AB'den, Bakan Uraloğlu'nun 'deniz yetki anlaşması' açıklamasına yanıt

Avrupa Birliği (AB) Dış İlişkiler ve Güvenlik Politikası Yüksek Temsilcisi Kaja Kallas, Türkiye'nin, Suriye ile bir deniz yetki anlaşması gibi bir niyeti olmadığını savunarak, kendisine bu güvenceyi Dışişleri Bakanı Hakan Fidan'ın verdiğini ileri sürdü.

Dış Haberler Servisi

Avrupa Birliği (AB) Dış İlişkiler ve Güvenlik Politikası Yüksek Temsilcisi Kaja Kallas, Türkiye-Suriye arasında deniz yetki anlaşması yapılmasına dair açıklamaların gündeme gelmesinin ardından dikkat çeken açıklamalarda bulundu.

Yunan basını Ta Nea'ya konuşan Kallas, AB'nin, Türkiye'nin “Suriye ile Güney Kıbrıs Rum Yönetimi'nin çıkarlarını zedeleyecek bir MEB anlaşması yapma olasılığına nasıl yaklaşacağı” sorusuna, şu yanıtı verdi:

“Deniz bölgesiyle ilgili olarak Türk Dışişleri Bakanı Hakan Fidan ile de bir görüşme yaptım ve bu konuyu kendisine doğrudan sordum.
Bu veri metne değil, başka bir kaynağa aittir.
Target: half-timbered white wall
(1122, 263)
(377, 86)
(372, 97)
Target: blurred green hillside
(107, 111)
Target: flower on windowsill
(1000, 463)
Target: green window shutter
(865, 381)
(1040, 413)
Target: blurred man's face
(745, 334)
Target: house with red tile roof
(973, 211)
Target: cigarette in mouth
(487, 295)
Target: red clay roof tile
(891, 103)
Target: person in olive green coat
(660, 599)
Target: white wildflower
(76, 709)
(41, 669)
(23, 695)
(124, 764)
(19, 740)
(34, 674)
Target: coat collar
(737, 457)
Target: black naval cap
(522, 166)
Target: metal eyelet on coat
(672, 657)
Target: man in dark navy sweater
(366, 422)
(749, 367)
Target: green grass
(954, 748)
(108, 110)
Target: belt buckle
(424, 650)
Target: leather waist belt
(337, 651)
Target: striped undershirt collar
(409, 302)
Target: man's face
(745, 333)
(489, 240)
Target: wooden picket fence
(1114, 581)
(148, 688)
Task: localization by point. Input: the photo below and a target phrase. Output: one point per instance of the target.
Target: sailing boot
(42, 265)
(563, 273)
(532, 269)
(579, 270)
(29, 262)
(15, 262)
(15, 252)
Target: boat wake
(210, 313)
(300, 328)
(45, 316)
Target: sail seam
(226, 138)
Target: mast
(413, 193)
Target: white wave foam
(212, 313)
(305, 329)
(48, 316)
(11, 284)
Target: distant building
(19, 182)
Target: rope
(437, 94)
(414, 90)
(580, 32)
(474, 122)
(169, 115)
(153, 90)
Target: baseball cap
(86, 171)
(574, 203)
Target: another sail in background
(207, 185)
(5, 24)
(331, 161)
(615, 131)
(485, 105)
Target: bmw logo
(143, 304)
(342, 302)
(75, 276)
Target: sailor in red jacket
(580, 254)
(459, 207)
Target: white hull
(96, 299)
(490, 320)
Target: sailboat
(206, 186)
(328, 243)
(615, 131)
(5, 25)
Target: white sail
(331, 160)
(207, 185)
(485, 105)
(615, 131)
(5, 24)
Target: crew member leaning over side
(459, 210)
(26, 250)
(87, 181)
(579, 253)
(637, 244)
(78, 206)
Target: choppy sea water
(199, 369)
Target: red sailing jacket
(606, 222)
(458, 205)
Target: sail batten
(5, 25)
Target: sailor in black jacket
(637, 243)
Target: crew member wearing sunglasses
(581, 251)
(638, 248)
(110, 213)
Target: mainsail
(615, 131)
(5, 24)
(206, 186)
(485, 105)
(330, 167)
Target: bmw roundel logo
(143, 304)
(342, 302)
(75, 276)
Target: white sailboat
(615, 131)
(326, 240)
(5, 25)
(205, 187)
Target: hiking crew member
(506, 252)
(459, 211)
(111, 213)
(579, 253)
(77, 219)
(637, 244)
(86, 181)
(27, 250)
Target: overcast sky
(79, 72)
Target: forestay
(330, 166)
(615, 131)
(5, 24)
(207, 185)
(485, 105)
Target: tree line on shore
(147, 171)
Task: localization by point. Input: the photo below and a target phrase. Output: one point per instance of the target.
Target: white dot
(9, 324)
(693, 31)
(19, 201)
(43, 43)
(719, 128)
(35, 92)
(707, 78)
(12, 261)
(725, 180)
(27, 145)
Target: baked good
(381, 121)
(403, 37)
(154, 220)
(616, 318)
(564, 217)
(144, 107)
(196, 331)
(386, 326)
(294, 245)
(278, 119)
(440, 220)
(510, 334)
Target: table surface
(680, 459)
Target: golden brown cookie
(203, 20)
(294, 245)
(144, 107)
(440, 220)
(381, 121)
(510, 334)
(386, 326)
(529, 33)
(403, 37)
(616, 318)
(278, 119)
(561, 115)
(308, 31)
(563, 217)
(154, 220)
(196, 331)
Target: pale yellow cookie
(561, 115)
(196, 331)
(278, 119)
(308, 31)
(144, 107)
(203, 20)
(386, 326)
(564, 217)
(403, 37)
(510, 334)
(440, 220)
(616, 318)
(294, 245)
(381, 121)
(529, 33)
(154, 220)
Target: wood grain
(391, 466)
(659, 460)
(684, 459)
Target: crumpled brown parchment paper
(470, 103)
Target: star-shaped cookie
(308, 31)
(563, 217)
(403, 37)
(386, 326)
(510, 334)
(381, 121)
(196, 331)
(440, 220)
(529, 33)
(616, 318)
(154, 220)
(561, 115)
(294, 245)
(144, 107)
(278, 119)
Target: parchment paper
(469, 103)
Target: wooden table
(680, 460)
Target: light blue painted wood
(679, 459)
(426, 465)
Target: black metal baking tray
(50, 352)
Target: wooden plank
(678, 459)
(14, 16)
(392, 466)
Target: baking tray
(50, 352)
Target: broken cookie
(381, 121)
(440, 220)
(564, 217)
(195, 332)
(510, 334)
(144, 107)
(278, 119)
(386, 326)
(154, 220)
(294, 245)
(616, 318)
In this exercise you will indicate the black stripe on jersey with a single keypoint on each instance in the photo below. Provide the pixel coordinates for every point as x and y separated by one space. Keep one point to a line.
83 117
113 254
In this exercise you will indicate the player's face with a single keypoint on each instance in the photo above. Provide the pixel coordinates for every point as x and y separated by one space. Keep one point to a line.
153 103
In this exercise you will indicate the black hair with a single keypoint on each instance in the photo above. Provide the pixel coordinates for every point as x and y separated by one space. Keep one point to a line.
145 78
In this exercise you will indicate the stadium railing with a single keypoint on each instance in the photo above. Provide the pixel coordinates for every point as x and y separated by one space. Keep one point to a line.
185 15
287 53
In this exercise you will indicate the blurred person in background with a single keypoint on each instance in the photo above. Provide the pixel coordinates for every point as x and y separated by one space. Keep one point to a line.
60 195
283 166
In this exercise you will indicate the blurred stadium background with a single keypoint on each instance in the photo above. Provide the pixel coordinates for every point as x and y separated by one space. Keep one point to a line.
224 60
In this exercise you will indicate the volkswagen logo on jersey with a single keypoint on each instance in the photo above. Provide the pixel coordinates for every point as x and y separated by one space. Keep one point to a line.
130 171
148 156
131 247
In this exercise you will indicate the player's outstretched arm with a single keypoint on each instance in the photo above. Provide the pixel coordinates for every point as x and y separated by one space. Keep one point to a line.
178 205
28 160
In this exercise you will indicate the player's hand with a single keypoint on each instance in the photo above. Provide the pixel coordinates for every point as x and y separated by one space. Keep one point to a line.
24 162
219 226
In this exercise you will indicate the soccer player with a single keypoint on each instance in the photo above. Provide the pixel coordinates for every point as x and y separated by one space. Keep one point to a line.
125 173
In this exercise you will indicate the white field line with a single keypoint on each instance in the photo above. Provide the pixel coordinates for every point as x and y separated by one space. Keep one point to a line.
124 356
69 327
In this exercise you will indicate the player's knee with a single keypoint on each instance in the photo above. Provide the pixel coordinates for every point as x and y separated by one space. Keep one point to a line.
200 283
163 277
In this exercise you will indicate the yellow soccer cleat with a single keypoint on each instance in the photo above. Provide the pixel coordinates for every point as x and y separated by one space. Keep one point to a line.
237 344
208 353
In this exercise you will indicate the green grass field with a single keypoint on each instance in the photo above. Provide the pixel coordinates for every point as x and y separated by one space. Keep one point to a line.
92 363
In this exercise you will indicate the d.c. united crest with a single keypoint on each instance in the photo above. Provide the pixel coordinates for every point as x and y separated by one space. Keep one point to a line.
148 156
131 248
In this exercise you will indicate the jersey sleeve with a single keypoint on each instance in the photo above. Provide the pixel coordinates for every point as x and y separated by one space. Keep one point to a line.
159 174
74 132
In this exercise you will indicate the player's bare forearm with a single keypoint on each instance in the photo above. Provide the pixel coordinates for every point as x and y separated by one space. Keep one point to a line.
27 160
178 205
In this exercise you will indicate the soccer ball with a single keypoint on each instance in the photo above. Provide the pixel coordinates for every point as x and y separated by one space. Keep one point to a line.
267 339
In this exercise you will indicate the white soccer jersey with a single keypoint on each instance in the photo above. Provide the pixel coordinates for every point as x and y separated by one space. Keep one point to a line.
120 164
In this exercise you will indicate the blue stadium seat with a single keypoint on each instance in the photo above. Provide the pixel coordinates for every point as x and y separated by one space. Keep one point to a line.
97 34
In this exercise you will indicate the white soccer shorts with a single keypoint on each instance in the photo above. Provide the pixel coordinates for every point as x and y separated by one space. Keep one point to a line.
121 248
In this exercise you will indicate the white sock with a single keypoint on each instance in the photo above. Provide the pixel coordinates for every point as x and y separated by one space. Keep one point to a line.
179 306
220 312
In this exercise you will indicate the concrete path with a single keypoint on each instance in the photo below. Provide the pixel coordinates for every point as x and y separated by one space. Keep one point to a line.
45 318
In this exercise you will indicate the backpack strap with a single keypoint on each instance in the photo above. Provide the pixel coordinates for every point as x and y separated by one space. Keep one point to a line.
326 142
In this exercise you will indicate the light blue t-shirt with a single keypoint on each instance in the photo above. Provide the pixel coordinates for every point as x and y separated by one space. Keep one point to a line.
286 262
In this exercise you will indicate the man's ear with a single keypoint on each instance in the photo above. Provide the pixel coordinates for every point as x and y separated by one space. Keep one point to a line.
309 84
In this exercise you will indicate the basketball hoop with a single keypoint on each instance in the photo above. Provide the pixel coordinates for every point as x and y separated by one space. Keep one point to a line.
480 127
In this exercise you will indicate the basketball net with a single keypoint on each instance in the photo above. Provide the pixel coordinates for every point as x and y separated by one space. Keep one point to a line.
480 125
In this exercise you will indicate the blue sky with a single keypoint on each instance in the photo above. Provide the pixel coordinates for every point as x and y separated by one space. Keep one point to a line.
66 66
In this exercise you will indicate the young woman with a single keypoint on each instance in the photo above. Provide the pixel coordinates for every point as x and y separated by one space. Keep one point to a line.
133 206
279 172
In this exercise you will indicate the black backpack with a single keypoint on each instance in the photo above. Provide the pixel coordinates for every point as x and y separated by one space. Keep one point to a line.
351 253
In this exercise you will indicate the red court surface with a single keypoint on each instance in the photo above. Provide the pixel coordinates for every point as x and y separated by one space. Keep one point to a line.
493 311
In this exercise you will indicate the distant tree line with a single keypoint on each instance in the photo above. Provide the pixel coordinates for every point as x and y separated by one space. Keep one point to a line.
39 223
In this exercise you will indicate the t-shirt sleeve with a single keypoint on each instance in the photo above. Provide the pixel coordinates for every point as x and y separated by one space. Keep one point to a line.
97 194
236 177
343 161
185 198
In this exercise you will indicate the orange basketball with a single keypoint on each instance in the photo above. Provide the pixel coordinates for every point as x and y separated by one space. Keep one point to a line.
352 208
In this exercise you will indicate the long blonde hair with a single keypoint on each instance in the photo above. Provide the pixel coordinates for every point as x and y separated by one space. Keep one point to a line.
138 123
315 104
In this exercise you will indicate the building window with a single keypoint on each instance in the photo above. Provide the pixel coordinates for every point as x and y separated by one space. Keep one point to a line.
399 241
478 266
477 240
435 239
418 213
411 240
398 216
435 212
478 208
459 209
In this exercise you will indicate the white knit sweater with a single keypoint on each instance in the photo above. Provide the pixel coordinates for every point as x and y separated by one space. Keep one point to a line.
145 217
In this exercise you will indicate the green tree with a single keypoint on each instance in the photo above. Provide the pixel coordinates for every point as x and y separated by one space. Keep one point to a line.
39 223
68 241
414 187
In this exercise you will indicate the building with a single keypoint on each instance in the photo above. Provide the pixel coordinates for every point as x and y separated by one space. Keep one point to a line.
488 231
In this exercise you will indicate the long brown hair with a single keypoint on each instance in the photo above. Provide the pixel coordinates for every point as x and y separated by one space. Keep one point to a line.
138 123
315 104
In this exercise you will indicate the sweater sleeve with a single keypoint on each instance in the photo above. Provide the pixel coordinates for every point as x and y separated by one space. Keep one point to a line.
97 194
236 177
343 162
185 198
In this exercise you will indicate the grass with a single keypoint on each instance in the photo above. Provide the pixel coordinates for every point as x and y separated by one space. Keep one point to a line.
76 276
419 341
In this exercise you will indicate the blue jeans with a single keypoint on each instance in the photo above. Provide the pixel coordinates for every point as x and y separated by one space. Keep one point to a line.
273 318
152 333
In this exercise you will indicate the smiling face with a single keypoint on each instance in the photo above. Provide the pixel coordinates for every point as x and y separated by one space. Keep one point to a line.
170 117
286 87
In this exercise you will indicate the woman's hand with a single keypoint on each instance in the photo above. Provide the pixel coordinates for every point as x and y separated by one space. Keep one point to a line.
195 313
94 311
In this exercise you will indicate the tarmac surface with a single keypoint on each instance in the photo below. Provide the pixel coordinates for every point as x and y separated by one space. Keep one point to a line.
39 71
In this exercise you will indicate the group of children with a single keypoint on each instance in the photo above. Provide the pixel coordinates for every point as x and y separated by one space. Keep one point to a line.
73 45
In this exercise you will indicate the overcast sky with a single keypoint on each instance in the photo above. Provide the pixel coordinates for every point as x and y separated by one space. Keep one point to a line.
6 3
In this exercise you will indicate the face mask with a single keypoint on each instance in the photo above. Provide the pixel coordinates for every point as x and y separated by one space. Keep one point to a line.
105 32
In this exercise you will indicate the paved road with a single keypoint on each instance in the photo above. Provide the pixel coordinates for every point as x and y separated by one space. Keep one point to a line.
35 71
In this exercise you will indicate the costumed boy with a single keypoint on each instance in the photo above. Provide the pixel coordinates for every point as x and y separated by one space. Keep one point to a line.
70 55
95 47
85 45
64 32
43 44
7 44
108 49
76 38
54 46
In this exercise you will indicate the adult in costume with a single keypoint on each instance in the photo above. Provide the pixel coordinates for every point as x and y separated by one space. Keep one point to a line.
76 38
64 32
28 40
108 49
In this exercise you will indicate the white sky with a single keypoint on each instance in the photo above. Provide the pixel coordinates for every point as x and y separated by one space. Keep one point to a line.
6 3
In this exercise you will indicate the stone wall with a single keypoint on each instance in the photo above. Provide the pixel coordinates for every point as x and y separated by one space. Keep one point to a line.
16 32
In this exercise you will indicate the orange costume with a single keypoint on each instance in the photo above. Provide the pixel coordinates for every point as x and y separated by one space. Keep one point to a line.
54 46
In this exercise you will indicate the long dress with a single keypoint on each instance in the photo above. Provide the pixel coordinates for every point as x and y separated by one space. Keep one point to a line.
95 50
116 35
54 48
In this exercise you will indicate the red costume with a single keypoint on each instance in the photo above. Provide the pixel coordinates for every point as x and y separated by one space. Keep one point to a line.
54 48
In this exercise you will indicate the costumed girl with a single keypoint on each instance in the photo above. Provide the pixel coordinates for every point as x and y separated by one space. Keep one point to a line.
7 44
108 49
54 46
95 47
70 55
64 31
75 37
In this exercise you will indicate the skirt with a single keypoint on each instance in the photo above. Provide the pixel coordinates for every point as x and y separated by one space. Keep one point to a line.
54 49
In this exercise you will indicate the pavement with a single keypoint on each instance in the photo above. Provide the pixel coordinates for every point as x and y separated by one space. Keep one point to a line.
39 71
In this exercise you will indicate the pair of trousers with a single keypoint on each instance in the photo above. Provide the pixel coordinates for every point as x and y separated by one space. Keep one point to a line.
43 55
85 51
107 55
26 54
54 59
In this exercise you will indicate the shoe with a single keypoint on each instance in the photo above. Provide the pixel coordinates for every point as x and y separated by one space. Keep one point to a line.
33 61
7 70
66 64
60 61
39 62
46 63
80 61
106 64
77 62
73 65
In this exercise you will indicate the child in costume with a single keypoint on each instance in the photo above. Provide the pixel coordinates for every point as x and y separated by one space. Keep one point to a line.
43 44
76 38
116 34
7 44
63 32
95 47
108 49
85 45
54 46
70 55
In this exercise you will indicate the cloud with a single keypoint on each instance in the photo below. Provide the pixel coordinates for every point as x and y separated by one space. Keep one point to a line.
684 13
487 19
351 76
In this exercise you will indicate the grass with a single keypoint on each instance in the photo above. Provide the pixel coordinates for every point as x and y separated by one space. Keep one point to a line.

Kendisi bana böyle bir niyetleri olmadığını, bunun temeli olmayan bir söylenti olduğunu ve soruyu kendisine doğrudan sorduğum için sözlerinden şüphe duymam için hiçbir neden olmadığını söyledi.” 

Kallas, “AB'nin, olası böyle bir anlaşmayı önlemek için ne yapması gerektiği” sorusuna ise, “Spekülasyon yapmak istemiyorum. Yapmayacaklarına dair onlardan söz aldım” yanıtını verdi.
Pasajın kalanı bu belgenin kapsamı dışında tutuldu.